UPDATE on_call SET on_call = false WHERE doctor_id = 1;

-- Transaction 2 (Dr. 2 going off duty)
START TRANSACTION ISOLATION LEVEL REPEATABLE READ;
SELECT COUNT(*) FROM on_call WHERE on_call = true;
-- Also sees 2 doctors on call. Okay for me to leave.
UPDATE on_call SET on_call = false WHERE doctor_id = 2;

Both transactions commit. Now, SELECT * FROM on_call; shows both doctors are off duty. The rule is broken. Snapshot Isolation ensured each transaction had a consistent view, but that view was stale regarding the other’s uncommitted changes. The database’s built-in locking prevented a direct write-write conflict on the same row, but the logical constraint involved multiple rows, and that’s where it failed.

Best Practices and When to Use It

So, when do you wield this powerful but slightly dangerous tool?

  1. For Long-Running Reporting Queries: This is the killer app. You need a consistent view of the data for a complex, multi-table report that takes minutes to run. You can’t have the numbers shifting underneath you. Snapshot Isolation is perfect for this.

  2. When Your Business Logic Requires Consistency: If you have a workflow where you need to make decisions based on a set of values that must not change during your transaction, this is your isolation level.

  3. And How to Handle Write-Skew: You have two main weapons:

    • Pessimistic Locking: Use SELECT ... FOR UPDATE on the rows that are part of the logical constraint. In the doctor example, both transactions would have done SELECT ... FROM on_call WHERE on_call = true FOR UPDATE;. This would have forced the second transaction to wait for the first to commit, allowing it to see the new count of 1 and (hopefully) abort its change.
    • Serializable Isolation: For the most complex constraints, sometimes you just have to bite the bullet and move up to the SERIALIZABLE level, which is specifically designed to sniff out and prevent these sorts of anomalies, often using predicate locking.

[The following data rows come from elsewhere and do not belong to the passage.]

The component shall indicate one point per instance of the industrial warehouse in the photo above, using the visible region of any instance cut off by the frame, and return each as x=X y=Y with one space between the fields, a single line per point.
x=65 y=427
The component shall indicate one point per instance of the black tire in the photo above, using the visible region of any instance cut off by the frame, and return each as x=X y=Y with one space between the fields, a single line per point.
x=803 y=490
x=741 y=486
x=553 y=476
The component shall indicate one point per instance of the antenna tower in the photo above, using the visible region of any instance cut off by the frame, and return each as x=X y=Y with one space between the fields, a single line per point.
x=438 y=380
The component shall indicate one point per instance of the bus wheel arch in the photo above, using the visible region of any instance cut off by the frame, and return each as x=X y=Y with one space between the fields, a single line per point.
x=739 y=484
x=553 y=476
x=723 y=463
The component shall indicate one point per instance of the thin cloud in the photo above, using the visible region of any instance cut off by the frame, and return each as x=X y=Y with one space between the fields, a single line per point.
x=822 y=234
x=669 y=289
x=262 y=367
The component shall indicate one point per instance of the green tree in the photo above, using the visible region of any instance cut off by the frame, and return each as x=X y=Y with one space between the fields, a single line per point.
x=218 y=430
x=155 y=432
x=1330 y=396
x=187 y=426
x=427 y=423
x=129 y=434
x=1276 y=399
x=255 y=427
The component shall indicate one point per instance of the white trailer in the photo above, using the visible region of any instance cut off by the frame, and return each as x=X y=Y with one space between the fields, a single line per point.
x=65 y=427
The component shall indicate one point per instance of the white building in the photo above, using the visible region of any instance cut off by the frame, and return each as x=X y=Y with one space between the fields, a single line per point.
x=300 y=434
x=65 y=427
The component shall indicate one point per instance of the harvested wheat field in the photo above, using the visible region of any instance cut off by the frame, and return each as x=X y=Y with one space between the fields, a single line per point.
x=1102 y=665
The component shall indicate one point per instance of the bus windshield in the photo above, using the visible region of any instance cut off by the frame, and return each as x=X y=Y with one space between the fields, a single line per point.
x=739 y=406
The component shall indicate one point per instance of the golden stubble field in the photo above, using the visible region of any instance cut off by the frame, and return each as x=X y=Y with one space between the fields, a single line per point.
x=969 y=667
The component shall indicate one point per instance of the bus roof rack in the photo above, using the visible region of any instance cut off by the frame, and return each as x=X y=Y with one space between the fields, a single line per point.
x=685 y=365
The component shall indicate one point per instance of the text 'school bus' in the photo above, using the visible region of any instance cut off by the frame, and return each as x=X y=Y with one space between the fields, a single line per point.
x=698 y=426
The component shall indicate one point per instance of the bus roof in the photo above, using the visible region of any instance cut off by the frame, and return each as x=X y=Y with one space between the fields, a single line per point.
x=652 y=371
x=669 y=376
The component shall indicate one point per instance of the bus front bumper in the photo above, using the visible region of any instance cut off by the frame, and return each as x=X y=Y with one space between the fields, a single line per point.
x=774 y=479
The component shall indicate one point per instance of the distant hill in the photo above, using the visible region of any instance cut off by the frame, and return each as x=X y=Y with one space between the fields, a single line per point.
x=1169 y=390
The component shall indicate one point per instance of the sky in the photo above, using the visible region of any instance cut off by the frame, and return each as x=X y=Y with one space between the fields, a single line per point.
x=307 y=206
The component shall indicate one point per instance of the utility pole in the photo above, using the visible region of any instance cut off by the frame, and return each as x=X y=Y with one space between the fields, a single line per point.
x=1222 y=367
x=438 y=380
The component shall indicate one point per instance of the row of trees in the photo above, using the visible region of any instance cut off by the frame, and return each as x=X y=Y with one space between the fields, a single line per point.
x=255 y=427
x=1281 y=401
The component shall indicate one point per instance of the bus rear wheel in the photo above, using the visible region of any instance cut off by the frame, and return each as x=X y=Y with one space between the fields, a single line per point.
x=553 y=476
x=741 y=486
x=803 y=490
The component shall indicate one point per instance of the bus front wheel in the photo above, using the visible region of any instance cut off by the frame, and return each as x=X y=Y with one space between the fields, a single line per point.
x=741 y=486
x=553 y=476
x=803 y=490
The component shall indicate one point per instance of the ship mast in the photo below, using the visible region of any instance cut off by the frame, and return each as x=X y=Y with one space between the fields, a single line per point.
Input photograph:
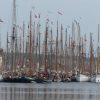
x=45 y=58
x=57 y=48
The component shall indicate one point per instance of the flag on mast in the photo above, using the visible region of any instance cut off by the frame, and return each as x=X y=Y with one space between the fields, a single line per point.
x=1 y=20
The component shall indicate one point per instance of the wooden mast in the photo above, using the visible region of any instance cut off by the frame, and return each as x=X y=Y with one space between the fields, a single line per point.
x=51 y=52
x=23 y=63
x=66 y=54
x=13 y=36
x=31 y=60
x=45 y=56
x=57 y=48
x=98 y=54
x=61 y=50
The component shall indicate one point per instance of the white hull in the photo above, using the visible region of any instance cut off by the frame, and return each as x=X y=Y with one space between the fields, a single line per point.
x=82 y=78
x=95 y=78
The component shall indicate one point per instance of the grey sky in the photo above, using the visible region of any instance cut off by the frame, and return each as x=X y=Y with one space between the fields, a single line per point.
x=84 y=11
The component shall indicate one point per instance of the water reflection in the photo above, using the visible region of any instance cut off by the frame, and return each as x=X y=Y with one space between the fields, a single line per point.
x=55 y=91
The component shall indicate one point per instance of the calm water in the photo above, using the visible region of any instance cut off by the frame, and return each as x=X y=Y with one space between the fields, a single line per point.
x=53 y=91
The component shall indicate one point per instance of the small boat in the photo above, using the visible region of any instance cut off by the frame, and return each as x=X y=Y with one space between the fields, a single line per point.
x=17 y=80
x=82 y=78
x=1 y=78
x=41 y=80
x=95 y=78
x=73 y=78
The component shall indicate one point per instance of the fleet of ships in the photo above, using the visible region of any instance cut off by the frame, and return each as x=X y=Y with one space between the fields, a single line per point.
x=36 y=57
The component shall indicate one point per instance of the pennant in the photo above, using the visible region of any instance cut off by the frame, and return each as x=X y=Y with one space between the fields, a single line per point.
x=60 y=13
x=35 y=16
x=1 y=20
x=39 y=16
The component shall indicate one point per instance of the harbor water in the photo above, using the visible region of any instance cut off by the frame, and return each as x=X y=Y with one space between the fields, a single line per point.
x=52 y=91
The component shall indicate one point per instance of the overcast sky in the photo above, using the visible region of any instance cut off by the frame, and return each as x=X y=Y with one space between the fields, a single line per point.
x=86 y=12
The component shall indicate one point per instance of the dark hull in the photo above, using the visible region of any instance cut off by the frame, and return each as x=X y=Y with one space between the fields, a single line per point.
x=38 y=80
x=17 y=80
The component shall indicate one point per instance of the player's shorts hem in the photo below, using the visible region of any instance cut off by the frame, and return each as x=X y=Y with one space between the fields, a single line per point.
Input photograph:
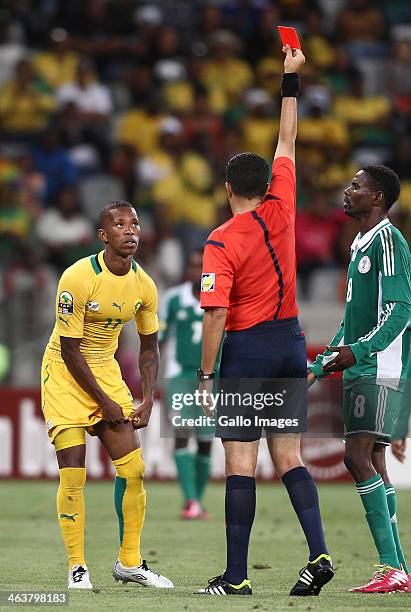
x=237 y=438
x=54 y=431
x=379 y=434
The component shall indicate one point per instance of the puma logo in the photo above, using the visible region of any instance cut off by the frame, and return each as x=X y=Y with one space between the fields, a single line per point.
x=69 y=517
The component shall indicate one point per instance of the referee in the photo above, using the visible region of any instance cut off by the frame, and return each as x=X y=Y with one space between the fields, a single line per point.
x=249 y=289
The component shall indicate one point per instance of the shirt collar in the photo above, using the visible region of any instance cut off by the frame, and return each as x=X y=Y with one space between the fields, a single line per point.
x=363 y=241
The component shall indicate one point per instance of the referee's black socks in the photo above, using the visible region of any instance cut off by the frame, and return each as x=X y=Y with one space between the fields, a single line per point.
x=239 y=515
x=304 y=498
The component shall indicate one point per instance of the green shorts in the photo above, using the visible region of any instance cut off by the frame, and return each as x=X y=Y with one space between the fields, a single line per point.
x=371 y=408
x=402 y=426
x=185 y=416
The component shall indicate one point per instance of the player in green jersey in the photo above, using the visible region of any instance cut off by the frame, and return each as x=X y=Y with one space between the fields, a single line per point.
x=373 y=350
x=181 y=320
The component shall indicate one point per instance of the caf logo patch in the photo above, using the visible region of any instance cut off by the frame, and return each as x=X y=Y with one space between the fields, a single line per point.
x=66 y=303
x=93 y=306
x=364 y=264
x=208 y=282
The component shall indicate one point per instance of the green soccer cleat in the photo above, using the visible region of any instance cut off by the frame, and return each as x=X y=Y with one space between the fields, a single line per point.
x=313 y=577
x=218 y=586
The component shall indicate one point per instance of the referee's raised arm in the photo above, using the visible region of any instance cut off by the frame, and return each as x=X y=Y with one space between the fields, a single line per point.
x=294 y=61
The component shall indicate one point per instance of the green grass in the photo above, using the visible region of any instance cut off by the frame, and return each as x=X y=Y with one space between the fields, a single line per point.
x=191 y=552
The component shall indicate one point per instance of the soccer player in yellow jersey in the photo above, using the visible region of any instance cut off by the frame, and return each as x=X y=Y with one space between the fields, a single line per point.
x=83 y=390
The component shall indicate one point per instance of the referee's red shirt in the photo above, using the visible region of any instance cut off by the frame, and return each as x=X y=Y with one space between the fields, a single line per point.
x=249 y=263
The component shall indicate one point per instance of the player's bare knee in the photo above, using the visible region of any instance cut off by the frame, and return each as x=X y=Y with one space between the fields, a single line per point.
x=282 y=465
x=358 y=464
x=74 y=456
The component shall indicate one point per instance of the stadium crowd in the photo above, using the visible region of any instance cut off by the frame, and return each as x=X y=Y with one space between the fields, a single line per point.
x=147 y=100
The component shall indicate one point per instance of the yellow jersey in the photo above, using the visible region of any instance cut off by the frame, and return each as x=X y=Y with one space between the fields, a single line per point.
x=93 y=304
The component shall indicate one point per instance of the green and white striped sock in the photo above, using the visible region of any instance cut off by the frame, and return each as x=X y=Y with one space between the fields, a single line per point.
x=374 y=499
x=392 y=508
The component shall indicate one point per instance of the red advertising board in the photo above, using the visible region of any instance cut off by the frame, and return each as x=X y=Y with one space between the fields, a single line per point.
x=25 y=451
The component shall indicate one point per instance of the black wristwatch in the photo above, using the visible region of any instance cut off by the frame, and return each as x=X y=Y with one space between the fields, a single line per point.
x=201 y=376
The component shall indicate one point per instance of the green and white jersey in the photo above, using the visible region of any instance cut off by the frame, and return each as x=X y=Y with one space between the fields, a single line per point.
x=377 y=309
x=181 y=323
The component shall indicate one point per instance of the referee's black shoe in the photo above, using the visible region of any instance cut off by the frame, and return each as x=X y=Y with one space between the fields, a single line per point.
x=314 y=576
x=218 y=586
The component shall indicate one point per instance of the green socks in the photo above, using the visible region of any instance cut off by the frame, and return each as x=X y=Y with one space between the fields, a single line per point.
x=392 y=508
x=374 y=500
x=186 y=472
x=203 y=463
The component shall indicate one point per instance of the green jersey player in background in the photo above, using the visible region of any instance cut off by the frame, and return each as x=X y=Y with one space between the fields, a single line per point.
x=373 y=350
x=181 y=321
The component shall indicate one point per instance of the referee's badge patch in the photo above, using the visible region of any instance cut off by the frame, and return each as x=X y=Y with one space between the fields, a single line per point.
x=364 y=264
x=66 y=303
x=208 y=282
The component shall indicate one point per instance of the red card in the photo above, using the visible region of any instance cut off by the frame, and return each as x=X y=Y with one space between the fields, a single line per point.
x=289 y=36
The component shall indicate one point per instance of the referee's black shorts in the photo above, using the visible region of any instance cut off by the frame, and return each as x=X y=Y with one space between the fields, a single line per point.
x=263 y=381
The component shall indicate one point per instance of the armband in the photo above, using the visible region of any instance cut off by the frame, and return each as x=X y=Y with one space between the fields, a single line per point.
x=290 y=85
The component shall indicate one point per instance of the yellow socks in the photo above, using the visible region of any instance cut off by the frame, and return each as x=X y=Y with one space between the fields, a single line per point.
x=70 y=513
x=130 y=501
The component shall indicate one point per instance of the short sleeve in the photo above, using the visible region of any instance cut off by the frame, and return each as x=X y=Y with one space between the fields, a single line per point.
x=72 y=297
x=395 y=268
x=146 y=316
x=282 y=189
x=218 y=274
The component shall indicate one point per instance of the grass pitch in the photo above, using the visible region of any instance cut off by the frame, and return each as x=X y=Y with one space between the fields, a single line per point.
x=189 y=553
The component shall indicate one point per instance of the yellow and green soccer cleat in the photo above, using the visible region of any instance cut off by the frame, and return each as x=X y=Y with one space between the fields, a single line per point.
x=313 y=577
x=218 y=586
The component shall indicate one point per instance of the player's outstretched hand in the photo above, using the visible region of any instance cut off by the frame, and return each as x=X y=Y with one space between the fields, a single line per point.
x=294 y=59
x=311 y=378
x=141 y=415
x=112 y=412
x=398 y=449
x=344 y=360
x=205 y=388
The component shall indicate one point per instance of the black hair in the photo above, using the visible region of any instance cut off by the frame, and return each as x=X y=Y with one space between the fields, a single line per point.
x=247 y=174
x=111 y=206
x=381 y=178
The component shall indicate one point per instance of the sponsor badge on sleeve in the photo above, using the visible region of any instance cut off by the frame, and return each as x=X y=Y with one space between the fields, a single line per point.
x=66 y=303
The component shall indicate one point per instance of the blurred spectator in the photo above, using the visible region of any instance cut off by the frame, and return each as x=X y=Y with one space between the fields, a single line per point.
x=25 y=103
x=123 y=165
x=11 y=51
x=203 y=130
x=57 y=66
x=360 y=26
x=52 y=160
x=318 y=130
x=259 y=127
x=398 y=77
x=178 y=91
x=317 y=228
x=178 y=88
x=32 y=185
x=225 y=75
x=366 y=116
x=14 y=218
x=91 y=98
x=64 y=231
x=141 y=127
x=183 y=189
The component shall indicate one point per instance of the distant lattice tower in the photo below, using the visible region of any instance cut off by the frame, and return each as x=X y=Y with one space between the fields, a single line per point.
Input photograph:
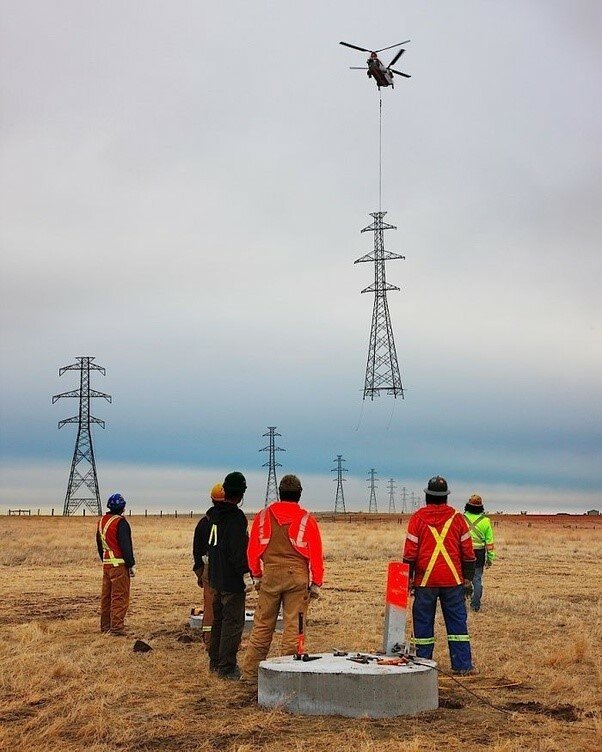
x=82 y=488
x=339 y=501
x=382 y=368
x=404 y=506
x=392 y=488
x=372 y=505
x=271 y=492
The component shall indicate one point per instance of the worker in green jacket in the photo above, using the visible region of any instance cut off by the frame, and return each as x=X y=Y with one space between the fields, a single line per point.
x=481 y=533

Snapshot Isolation is a workhorse. It provides an incredible balance of performance and consistency for the vast majority of applications. Just remember it’s not a silver bullet. Understand its model—your private, frozen snapshot—and be hyper-aware of the edge cases where logical constraints between rows can be violated. It’s not a bug; it’s a fundamental characteristic of the isolation level. Your job is to code accordingly.